The latest tag should always be updated, and we should only have one. Commit hash tags are useful for referencing specific versions, but since they can accumulate over time, we can remove old commit tags, and lastly, we can add versioning to our tags, however, we should also remove them when no longer used.
Automating Cleanup

We can leverage registry features, such as Google Artifact Registry, Docker Hub, etc, if they provide features to manage and delete unused or old tags automatically. The policies can range from old tags after a specific period or when the number of tags exceeds a certain threshold. The second options would be a custom script, this is what we will do, we can run checks on Image age, number of tags, or tags associated with unmerged or stale branches.
Best Practices for Cleanup

We should keep the latest and stable versions, so that you have the latest and also some image you can roll-back to. Automate cleanup based on usage, only keep images that are actively used in deployments or are tagged as critical releases.

CRON GitHub Action

First of all, we will assume we have a scripts folder at .github so that we put in scripts that actions might want to run:

.github/
  workflows/
    cleanup-image-registry.yml
  scripts/
    image-cleanup.sh

This is the action itself:

name: CRON Job to Housekeep Google Artifact Registry

on:
  workflow_dispatch: (1)
  schedule:
    - cron: '0 0 * * *'  # Runs daily at midnight UTC (2)

jobs:
  connect-setup-and-run-script:
    name: Connect and Setup Google Cloud
    runs-on: ubuntu-latest

    steps:
      # Checkout the repository
      - name: Checkout code
        uses: actions/checkout@v3

      # Set up Google Cloud authentication
      - name: Authenticate to Google Cloud
        uses: google-github-actions/auth@v2
        with:
          credentials_json: ${{ secrets.GCP_SA_KEY }} # JSON key for GCP service account

      # Set up Google Cloud SDK
      - name: Set up Google Cloud SDK
        uses: google-github-actions/setup-gcloud@v2

      # Run the script from the .github/scripts folder
      - name: Run custom script
        env: (3)
          SERVICE_NAME: 'kakeibro-api' # Cloud Run service name
          REGION: 'us-central1' # Cloud Run region (e.g., us-central1)
          PROJECT_ID: ${{ secrets.PROJECT_ID }}
          REPOSITORY_NAME: ${{ secrets.REPOSITORY_NAME }}
          IMAGE_NAME: ${{ secrets.IMAGE_NAME }}

        run: |
          chmod +x .github/scripts/image-cleanup.sh (4)
          .github/scripts/image-cleanup.sh (5)
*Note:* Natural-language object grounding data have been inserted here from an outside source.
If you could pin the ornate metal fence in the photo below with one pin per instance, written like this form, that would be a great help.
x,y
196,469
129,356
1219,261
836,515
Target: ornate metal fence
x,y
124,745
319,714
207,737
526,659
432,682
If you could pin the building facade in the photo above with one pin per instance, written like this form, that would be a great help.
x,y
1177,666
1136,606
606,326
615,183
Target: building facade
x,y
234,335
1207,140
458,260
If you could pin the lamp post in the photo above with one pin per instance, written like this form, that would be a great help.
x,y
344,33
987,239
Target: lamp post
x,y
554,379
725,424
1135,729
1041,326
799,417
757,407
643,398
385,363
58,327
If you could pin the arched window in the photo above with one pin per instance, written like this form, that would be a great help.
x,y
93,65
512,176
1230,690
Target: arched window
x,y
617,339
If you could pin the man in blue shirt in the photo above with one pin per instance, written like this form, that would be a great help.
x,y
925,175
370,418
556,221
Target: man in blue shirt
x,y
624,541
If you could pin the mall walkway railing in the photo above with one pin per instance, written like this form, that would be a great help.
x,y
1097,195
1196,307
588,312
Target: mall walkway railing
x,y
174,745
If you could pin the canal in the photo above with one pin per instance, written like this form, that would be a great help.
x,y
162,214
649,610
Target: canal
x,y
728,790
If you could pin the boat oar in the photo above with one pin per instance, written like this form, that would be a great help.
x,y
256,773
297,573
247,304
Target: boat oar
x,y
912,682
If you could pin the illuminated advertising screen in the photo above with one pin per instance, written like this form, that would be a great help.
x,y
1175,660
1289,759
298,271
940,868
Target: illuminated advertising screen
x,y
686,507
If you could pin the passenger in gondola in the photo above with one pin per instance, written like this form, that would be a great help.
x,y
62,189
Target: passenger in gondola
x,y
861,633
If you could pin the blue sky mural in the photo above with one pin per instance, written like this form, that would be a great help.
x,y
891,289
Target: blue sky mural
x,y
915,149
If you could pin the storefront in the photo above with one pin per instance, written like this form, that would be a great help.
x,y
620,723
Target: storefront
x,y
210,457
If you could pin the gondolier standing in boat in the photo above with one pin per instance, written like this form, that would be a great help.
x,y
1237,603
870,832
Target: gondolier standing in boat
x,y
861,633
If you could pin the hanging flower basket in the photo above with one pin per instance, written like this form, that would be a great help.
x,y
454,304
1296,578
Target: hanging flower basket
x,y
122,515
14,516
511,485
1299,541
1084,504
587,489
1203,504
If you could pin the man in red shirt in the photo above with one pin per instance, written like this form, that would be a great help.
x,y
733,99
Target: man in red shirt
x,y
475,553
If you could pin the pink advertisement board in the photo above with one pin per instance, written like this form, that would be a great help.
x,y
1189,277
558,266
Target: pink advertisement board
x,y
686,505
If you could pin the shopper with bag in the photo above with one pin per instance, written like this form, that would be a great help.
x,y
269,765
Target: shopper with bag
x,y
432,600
1	If `workflow_dispatch` is stated under the trigger conditions of the action, it will allow for us to head to the Actios tab at the repo level and click a button to trigger it manually.
2	GitHub Actions can be configured to run on a CRON manner, great for periodic jobs that should run even when we are not there. In our case we will always clean up the gcloud artifact registry at midnight, and we will only keep the last 2 images alive. Remember that we have 2 tags that are the same image, meaning that `latest` will take one space, and the following two will be the latest image’s commit tag and the previous commit’s tag. So we are keeping in essence a latest and one previous version backup. However, since at a physical level, we are not generating 2 images, if we query through `gcloud artifacts docker images list` we will only be seeing one artifact (but that might have two tags attached to it).
3	Just we keep security in mind and good practices in here as well, we can declare env variables at a specific step of a job, and so that Github obfuscates values that might come from the secrets vault, we have to assign them like this.
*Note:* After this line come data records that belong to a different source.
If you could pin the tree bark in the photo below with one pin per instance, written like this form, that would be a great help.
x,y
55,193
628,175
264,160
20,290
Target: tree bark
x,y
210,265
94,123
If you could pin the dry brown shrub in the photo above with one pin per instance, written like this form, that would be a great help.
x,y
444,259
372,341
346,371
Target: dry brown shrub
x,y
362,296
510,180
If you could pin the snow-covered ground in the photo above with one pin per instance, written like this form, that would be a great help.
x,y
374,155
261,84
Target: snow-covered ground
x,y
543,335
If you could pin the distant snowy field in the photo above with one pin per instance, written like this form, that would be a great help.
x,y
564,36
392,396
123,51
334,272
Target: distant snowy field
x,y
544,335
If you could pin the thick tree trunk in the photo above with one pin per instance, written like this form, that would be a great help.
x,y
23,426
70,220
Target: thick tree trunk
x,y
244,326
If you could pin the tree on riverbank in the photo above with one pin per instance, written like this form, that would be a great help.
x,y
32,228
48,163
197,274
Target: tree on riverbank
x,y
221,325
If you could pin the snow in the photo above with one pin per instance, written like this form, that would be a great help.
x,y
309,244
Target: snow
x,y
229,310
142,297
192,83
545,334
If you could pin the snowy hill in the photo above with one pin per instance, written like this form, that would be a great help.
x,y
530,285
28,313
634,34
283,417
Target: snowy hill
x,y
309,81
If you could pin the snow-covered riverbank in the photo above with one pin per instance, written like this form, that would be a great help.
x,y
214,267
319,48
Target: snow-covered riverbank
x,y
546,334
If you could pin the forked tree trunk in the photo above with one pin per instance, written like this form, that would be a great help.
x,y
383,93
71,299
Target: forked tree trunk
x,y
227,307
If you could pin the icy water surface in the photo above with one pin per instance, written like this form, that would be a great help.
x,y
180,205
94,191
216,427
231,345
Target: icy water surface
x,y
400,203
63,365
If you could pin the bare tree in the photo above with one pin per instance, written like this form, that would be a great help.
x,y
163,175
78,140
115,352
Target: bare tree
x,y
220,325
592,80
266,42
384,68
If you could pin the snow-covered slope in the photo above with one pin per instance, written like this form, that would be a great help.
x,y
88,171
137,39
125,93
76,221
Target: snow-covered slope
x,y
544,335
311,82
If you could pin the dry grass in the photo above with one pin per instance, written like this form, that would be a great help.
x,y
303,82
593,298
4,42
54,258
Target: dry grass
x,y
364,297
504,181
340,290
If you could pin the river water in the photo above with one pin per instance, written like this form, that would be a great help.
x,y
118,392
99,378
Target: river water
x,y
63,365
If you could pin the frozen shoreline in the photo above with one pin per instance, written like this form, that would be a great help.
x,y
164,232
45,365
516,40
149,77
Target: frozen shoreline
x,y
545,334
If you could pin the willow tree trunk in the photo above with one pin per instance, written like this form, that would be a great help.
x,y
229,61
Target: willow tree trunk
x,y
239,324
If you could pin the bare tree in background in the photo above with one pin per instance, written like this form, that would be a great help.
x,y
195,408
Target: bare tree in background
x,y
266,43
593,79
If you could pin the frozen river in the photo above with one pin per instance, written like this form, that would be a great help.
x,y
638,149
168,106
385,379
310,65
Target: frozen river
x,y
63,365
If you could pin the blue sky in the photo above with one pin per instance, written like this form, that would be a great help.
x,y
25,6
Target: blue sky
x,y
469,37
And the specific script is:

#!/bin/bash

# Variables
SERVICE_NAME=$SERVICE_NAME (1)
REGION=$REGION
PROJECT_ID=$PROJECT_ID
REPOSITORY_NAME=$REPOSITORY_NAME
IMAGE_NAME=$IMAGE_NAME
ARTIFACT_REGISTRY=$ARTIFACT_REGISTRY

# Authenticate to Google Cloud (already done in the workflow, but included for completeness)
echo "Authenticating to Google Cloud..."
gcloud auth activate-service-account --key-file=$GOOGLE_APPLICATION_CREDENTIALS (2)

# Get the list of tags for the specified package, sorted by creation time in descending order
echo "Fetching tags for package..."
FULL_NAME="$ARTIFACT_REGISTRY/$PROJECT_ID/$REPOSITORY_NAME/$IMAGE_NAME" (3)
IMAGES=$(gcloud artifacts docker images list $FULL_NAME \ (4)
  --project=$PROJECT_ID \
  --format="value(DIGEST)" \ (5)
  --sort-by="~CREATE_TIME") (6)

# Convert the list of digests into an array
IMAGE_ARRAY=($IMAGES)

# Check if there are more than 2 images
if [ ${#IMAGE_ARRAY[@]} -gt 2 ]; then
  echo "Found ${#IMAGE_ARRAY[@]} images. Keeping the 2 most recent ones and deleting the rest..."

  # Loop through the tags, skipping the first 2 (most recent)
  for ((i=2; i<${#IMAGE_ARRAY[@]}; i++)); do
    DIGEST=${IMAGE_ARRAY[$i]}
    echo "Deleting image: $DIGEST"
    gcloud artifacts docker images delete "$FULL_NAME@$DIGEST" \ (7)
      --project=$PROJECT_ID \
      --quiet \
      --delete-tags
  done
else
  echo "Only ${#IMAGE_ARRAY[@]} tags found. No cleanup needed."
fi

echo "Cleanup complete!"

1	Just so that the script gets access to the upstream env variables we need to make this assignment (for all variables).
2	Luckily, we get access to the env variable with our google credentials, this should be populated already due to the previous steps that ran before this script. (In case this needs to be leveraged elsewhere, be sure to be logged into GCloud before trying to run this script)
3	We build the full path to the image at the repository level (notice how this is the same path that we use when pushing an image on the `master-push` action).
4	The same repository name that we have under secrets, this is the root that we created at the Artifact Registry level, from there on we have to build the path all the way to the specific image that will be used by Cloud Run to spin up an instance.
5	Part of glcloud’s docs references the idea that we can both just get specific fields of the whole payload, in this case we just want the digest to point specifically to it.
6	Part of conventions by gcloud allows for us to feed a sorting field reference and with the tilde `~` we can invert the default ascending so that we start from the 2nd newest onwards. Also, the `gcloud` command outputs two lines before the digests, or well it seems like it, but we don’t have to worry about that, if we try to pipe anything to the output it will only output the digests separated by new lines.
7	And so we will get the digest’s for each docker image that’s hosted, and we will only keep the last 2 images (the last one that was pushed and that should be on our Cloud Run instance and a previous version as a backup). Any other image will be deleted, and no trace should be left behind. Note: One small thing to take into account is that layers might be present at the registy level, and other things specific to the inner-workings, so you might see listed way more artifacts than the titular 2 we decided to keep. But don’t try to delete them manually, there are alerts for some of them also in place, but if we delete things without really knowing what they are, we might break other services. However, it’s worth noting that provenance is part of what generates untagged extra artifacts.

Since pipelines (at least most of the time should) run on a Linux build machine, we will have to leverage bash scripts and linux specific commands when automating our process.